Monfils, the runner-up three years ago, held off Wawrinka’s second-set surge to ease through the decider.
“It was an unbelievable week, a pleasure,” said Monfils. “Stan is a part of this win. We’ve been talking a lot and practising a lot. You’re my brother. This has been a good week for Stan and a good week for me. I hope we can have many more battles,” he told his Swiss opponent.
Wawrinka, the 2015 champion in the Dutch port city who is continuing an 18-month comeback from double knee surgery, was playing in his first final since Roland Garros in June 2017.
“It was great for sure to be in the final,” Wawrinka said. “I’m pleased with the way I played in it and the way I arrived to the final.

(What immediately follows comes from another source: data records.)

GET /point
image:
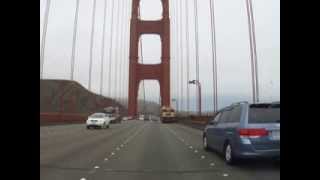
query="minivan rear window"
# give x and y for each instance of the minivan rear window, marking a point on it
(264, 114)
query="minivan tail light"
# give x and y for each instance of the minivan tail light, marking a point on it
(253, 132)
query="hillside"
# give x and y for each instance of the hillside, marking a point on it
(71, 97)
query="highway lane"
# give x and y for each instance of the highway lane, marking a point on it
(137, 150)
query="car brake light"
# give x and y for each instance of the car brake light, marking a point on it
(253, 132)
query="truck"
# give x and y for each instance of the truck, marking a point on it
(167, 114)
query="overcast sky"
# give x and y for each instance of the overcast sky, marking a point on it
(233, 54)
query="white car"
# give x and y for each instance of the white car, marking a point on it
(141, 117)
(98, 120)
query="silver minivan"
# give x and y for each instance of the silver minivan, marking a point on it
(245, 131)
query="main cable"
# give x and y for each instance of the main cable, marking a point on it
(44, 36)
(110, 49)
(181, 60)
(91, 42)
(214, 57)
(116, 51)
(74, 40)
(103, 46)
(196, 42)
(187, 52)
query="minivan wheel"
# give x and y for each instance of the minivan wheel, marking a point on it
(205, 143)
(228, 155)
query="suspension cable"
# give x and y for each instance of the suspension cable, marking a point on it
(251, 54)
(172, 51)
(110, 49)
(141, 54)
(214, 57)
(177, 55)
(44, 36)
(187, 52)
(181, 59)
(91, 41)
(103, 46)
(119, 61)
(116, 50)
(74, 40)
(254, 50)
(126, 50)
(196, 41)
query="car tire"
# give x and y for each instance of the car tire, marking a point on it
(229, 155)
(205, 143)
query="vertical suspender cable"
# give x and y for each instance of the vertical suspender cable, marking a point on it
(196, 41)
(122, 52)
(118, 78)
(214, 56)
(122, 74)
(181, 59)
(103, 46)
(254, 51)
(110, 49)
(44, 35)
(251, 54)
(143, 87)
(116, 50)
(74, 40)
(187, 52)
(177, 54)
(91, 41)
(173, 56)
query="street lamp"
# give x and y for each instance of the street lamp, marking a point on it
(196, 82)
(175, 100)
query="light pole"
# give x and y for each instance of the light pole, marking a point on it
(174, 100)
(196, 82)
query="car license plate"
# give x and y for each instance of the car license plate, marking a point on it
(275, 135)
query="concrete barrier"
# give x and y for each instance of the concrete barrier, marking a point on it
(48, 118)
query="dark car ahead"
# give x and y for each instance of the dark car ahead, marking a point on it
(243, 131)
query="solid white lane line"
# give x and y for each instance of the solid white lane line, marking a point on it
(225, 175)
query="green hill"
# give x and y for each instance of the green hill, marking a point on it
(64, 96)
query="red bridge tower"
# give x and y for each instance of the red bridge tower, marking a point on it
(139, 72)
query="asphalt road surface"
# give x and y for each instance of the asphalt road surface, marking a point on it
(138, 150)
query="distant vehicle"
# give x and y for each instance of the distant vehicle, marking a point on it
(167, 115)
(98, 120)
(244, 131)
(113, 114)
(125, 118)
(141, 117)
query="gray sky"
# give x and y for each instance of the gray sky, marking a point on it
(233, 55)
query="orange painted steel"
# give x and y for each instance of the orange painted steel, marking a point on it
(139, 72)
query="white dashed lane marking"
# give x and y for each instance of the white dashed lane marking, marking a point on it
(225, 175)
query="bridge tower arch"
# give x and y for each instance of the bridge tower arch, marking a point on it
(139, 72)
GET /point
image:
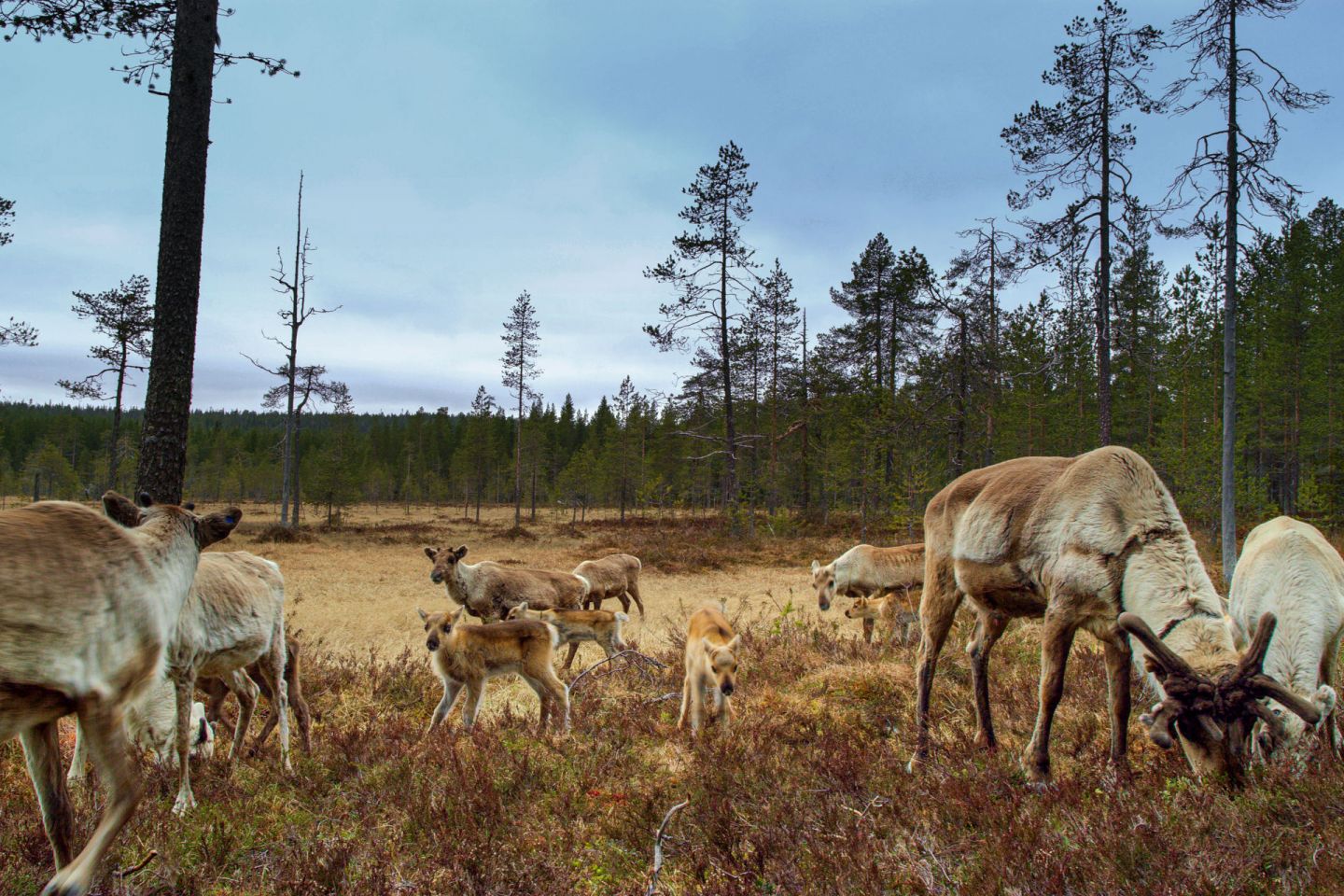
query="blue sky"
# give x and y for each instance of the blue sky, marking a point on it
(460, 152)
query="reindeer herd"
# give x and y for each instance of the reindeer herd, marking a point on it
(118, 617)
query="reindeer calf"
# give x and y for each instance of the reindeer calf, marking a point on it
(711, 663)
(580, 624)
(891, 610)
(469, 656)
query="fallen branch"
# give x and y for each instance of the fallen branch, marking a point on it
(139, 867)
(666, 696)
(631, 654)
(657, 847)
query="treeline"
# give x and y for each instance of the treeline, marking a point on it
(871, 416)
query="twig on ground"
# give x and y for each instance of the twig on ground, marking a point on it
(657, 847)
(631, 657)
(139, 867)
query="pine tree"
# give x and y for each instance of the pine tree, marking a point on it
(1221, 70)
(125, 315)
(521, 336)
(1081, 144)
(711, 269)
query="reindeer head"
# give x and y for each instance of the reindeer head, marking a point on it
(1214, 718)
(437, 627)
(824, 581)
(864, 609)
(445, 562)
(206, 529)
(723, 664)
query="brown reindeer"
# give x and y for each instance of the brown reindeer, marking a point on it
(616, 575)
(88, 609)
(711, 665)
(218, 692)
(469, 656)
(891, 610)
(1080, 540)
(577, 626)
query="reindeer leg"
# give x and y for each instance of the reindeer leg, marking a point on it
(1117, 685)
(1056, 641)
(989, 626)
(42, 751)
(112, 758)
(445, 706)
(185, 684)
(937, 609)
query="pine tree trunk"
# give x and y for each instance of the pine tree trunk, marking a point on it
(162, 443)
(1228, 479)
(1103, 418)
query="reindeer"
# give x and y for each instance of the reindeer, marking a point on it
(152, 724)
(891, 610)
(867, 571)
(711, 664)
(86, 613)
(616, 575)
(234, 617)
(577, 626)
(1094, 543)
(218, 692)
(1291, 569)
(489, 590)
(469, 656)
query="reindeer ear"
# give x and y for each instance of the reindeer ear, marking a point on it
(121, 511)
(216, 526)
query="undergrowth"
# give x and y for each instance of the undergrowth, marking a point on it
(805, 794)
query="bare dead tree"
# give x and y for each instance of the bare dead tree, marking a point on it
(295, 285)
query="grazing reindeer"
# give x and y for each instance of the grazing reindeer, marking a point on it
(867, 571)
(218, 692)
(1078, 540)
(489, 590)
(891, 610)
(469, 656)
(1291, 569)
(616, 575)
(580, 624)
(86, 611)
(711, 664)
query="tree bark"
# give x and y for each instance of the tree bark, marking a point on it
(162, 445)
(1228, 480)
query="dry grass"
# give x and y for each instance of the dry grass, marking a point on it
(805, 795)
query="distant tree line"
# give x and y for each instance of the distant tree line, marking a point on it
(921, 382)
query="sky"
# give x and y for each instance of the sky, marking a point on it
(458, 153)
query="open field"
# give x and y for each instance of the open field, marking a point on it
(806, 794)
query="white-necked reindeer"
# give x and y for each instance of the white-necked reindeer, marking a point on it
(86, 611)
(1094, 543)
(1291, 569)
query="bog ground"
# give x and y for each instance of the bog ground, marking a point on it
(806, 794)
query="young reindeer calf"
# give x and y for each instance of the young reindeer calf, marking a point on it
(469, 656)
(580, 624)
(891, 611)
(711, 663)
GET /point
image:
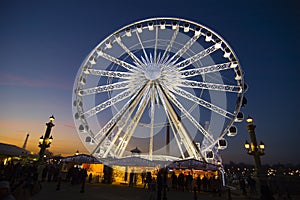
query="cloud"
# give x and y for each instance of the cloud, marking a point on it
(16, 80)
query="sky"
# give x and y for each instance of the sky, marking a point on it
(43, 43)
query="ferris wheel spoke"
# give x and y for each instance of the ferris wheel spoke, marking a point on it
(172, 126)
(190, 117)
(141, 43)
(206, 70)
(179, 53)
(133, 124)
(169, 47)
(123, 124)
(203, 103)
(188, 61)
(104, 88)
(119, 62)
(110, 74)
(110, 102)
(210, 86)
(111, 124)
(185, 137)
(156, 42)
(125, 48)
(152, 99)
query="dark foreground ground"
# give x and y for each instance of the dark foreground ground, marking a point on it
(122, 192)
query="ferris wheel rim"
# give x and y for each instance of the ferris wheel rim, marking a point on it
(238, 106)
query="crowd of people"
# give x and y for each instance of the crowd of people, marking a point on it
(181, 182)
(20, 180)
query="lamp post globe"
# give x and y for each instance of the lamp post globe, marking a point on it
(46, 140)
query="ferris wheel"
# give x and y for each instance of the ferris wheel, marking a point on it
(170, 87)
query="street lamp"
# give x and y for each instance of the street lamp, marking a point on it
(46, 140)
(254, 149)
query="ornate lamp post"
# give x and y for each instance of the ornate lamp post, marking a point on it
(46, 140)
(255, 150)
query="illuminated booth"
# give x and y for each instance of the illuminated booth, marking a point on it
(195, 168)
(91, 164)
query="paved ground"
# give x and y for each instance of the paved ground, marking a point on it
(116, 192)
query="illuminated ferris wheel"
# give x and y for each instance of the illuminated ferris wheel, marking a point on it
(169, 86)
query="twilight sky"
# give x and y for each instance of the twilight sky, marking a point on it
(43, 43)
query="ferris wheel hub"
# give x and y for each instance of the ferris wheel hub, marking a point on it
(153, 71)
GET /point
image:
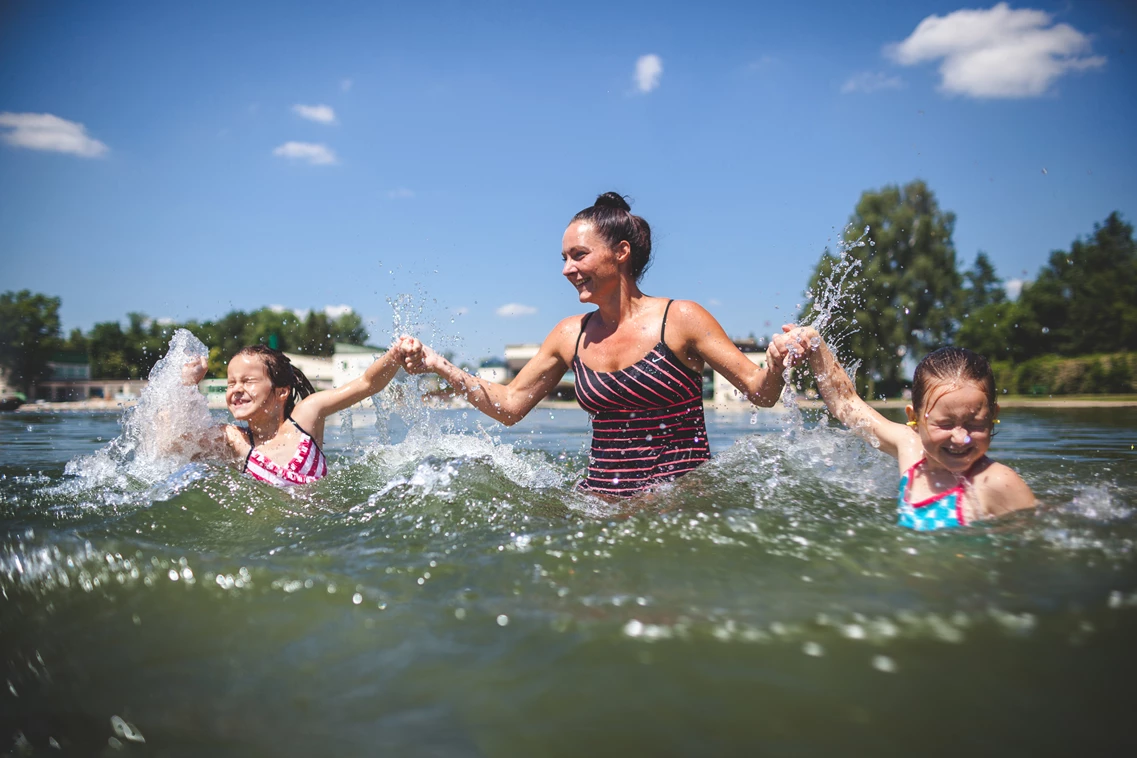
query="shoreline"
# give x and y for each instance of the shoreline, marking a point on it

I played four good matches here, I kept my level up all week.”
Three-time major winner Wawrinka said he hopes to build on his run this week.
“I need to keep doing what I’ve been doing the last few months. I need to play events to gain confidence. Keeping going is the only way to get back my ranking,” he said.
It was the first championship match in 11 years at Rotterdam to feature two unseeded players.
Monfils, 32, showed no hard evidence of the left wrist injury which has bothered him all week and forced him onto a regime of pain-killers.
“I struggled with the wrist all week,” he said. “I came out running hard in the first game to make him feel I was there. But when I hit as hard as I could with the backhand — ‘ohhh’,” he said in reference to the wrist pain he was feeling. I’ve been in worse shape, but I’m really exhausted after this week.”
The world number 33 triumphed in one and three-quarter hours with four service breaks against three-time major winner Wawrinka as he claimed his first title since Doha last year.
The Frenchman took the opening set with two breaks of Wawrinka, but the 33-year-old Swiss immediately returned the favour with a 6-1 second set.
In the third, Monfils broke for 2-1, taking control of his opponent’s mighty backhand.
The Frenchman moved to 5-2 and saved a break point a game later as he closed out victory.